部屋の隅で蹲って震える躯は、とても小さく見えた。初めて出会ったときはまるで太陽みたいな子だと思ったのに、今となっては彼は臆病で消極的で、踏みにじれば死んでしまう弱い存在でしかない。自らの身体を掻き抱くようにして、ただひたすら譫言のように怖い、怖い、と呟く彼。
 思いなんて関係ない。心の支えを手折ってしまえば、どんな人間だって途端に弱くてちっぽけな存在へと変貌するのだから。

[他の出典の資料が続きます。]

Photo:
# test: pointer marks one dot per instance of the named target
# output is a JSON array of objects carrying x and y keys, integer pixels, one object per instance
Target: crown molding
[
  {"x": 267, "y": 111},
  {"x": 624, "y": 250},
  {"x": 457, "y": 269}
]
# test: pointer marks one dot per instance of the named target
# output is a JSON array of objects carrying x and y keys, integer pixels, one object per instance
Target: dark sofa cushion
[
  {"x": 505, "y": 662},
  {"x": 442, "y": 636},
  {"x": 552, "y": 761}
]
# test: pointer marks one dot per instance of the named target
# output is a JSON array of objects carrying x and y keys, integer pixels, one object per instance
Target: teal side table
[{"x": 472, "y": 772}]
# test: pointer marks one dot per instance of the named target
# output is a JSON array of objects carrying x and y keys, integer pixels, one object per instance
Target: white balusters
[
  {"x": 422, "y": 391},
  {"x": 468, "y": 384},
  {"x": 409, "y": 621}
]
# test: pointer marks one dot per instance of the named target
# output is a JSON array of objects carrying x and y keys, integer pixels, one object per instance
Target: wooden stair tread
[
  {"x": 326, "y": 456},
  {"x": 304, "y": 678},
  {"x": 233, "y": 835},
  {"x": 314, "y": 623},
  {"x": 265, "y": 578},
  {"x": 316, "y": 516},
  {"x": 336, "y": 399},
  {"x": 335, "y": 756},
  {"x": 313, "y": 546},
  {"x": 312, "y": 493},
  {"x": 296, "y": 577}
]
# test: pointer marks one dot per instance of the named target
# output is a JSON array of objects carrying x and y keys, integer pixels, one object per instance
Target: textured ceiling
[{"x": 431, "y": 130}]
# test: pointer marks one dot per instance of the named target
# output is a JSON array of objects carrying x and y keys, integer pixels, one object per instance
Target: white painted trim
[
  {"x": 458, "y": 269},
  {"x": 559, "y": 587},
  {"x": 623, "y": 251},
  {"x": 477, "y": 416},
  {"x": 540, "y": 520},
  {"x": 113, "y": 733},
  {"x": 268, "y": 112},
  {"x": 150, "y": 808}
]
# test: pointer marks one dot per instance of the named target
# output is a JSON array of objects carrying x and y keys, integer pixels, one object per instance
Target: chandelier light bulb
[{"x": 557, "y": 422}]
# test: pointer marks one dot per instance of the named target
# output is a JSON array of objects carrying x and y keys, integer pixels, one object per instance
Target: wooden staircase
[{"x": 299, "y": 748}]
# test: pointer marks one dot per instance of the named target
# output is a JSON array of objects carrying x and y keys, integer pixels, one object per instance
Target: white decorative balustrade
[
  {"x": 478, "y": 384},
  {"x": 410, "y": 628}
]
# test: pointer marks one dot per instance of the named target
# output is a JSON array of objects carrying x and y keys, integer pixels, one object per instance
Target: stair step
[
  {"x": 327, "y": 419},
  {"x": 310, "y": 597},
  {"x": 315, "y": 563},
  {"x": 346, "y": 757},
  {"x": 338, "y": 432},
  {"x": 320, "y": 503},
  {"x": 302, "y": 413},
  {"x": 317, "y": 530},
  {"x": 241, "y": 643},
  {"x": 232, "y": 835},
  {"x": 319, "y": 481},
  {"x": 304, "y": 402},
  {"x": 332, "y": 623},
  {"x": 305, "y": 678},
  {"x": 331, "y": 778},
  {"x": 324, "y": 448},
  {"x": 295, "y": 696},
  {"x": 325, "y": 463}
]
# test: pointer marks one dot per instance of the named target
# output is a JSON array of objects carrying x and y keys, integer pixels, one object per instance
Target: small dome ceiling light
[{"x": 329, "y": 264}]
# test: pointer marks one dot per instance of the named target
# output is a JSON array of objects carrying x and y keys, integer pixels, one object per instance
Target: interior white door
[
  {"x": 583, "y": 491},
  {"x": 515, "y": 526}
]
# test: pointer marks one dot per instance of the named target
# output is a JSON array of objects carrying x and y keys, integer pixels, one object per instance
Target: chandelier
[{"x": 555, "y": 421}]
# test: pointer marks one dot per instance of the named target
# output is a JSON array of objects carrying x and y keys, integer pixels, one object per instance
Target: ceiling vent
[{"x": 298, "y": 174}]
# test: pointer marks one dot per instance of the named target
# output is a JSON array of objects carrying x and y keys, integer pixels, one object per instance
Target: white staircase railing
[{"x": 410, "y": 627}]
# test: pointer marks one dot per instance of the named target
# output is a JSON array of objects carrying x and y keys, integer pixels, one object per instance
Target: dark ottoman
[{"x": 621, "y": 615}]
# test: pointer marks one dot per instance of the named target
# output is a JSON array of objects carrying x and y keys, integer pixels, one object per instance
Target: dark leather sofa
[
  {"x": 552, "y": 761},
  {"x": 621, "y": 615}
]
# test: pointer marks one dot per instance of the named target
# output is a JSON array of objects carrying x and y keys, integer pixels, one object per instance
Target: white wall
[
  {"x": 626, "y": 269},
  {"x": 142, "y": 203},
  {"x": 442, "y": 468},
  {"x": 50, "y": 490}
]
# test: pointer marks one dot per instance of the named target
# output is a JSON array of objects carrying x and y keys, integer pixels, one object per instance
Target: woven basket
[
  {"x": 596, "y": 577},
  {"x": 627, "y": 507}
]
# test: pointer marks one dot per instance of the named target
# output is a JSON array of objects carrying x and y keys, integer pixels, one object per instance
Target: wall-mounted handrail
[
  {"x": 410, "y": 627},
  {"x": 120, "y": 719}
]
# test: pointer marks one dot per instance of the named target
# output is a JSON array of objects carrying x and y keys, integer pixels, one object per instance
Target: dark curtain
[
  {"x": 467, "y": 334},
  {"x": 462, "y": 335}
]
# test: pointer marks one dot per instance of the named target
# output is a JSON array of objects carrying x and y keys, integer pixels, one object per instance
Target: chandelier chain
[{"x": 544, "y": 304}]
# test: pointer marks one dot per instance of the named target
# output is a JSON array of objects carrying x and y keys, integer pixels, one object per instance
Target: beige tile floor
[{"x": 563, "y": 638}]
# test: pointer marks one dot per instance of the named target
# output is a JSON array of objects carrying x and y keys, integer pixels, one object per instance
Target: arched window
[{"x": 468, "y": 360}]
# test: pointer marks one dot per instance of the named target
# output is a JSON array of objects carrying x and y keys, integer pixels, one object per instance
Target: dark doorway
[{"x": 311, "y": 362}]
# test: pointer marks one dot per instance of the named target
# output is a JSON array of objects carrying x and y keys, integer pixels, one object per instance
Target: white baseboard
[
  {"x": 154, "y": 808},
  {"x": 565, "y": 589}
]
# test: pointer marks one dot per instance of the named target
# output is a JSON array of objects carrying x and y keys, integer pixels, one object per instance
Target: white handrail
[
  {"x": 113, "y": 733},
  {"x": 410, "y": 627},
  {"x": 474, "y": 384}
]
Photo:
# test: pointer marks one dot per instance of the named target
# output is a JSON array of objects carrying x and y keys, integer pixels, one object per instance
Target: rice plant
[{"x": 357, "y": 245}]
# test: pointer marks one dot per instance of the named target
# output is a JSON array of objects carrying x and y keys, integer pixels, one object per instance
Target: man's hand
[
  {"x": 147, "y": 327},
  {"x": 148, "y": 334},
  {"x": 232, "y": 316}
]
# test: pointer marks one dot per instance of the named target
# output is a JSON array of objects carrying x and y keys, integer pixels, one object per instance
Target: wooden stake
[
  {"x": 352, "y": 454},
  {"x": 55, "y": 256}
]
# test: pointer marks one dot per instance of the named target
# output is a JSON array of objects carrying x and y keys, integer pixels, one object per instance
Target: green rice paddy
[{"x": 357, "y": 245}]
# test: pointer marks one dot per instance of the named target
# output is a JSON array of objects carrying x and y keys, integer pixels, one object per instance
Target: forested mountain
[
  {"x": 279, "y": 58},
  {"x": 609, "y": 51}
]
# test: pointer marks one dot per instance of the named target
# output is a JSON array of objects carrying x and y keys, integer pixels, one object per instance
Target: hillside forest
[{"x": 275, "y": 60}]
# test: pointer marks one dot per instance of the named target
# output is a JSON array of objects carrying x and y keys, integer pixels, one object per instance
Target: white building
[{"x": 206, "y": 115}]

「遊馬、隅っこにいたらつまらないだろう? こっちにおいでよ」

 できるだけ優しく声をかけてみる、反応は無い。否、あったとしても蚊の鳴くような声故に聞こえなかったのかもしれない。
 身を縮こまらせて膝を抱え込んでしまった遊馬に歩み寄れば、剥きだしの肩がびくりとはねた。僕の行動ひとつひとつに、過剰なまでに反応し、それを恐れる。そして、それを哀れむと同時に、不思議と高揚感を抱く僕がいて。

「美味しい紅茶が入ったんだ。ね、一緒にさ、」

 伸ばした手が膝を抱え込む腕に触れた瞬間、ひぃっ、という引き攣った悲鳴が耳に入った。彼は弾かれたように顔を上げ、先程まで俯いていたせいで伺えなかった表情が露わになる。
 意志の欠けた虚ろな瞳からぽろぽろと大粒の涙が零れ出し、彼の頬を伝っていた、とめどなく、彼の恐怖を象徴するかのように。その有様を過去の彼と重ねてみるととても可哀想に思えたけれど、手を離したりはしない。
 虚弱な意志のもと、ただ恐怖という感情のみに支配された瞳が僕を見据えている、手を離してほしくて僕を見遣ったんだろう。でも、離してなんてあげない。彼の口から彼の思うままを聞くまでは。

「どうしたの、言ってごらん?」

 そんな問いかけにすら、彼は小さな子供が泣きじゃくるように、瞳を潤ませて震えるだけだった。止まらない涙は服へと零れて数え切れない程の染みを作っていく、口から零れるのは言葉の形を成していない嗚咽と悲鳴。バケモノでも見るような恐れに満ちた瞳で僕を見つめてくる彼のそんな有様に、わけもなく興奮した。
 可哀想だね、なんて呟きながら笑って彼を追い詰める僕は、こんな部屋に半ば閉じ込められて居る彼からしてみたら気の違った支配者のようなものなのだろう。自らを追い詰める支配者に恐怖し、震え、涙を流す、そんな彼が。

「だいすきだよ、遊馬」

 愛しくてたまらないだなんて、ああ、ひどく歪んでいる。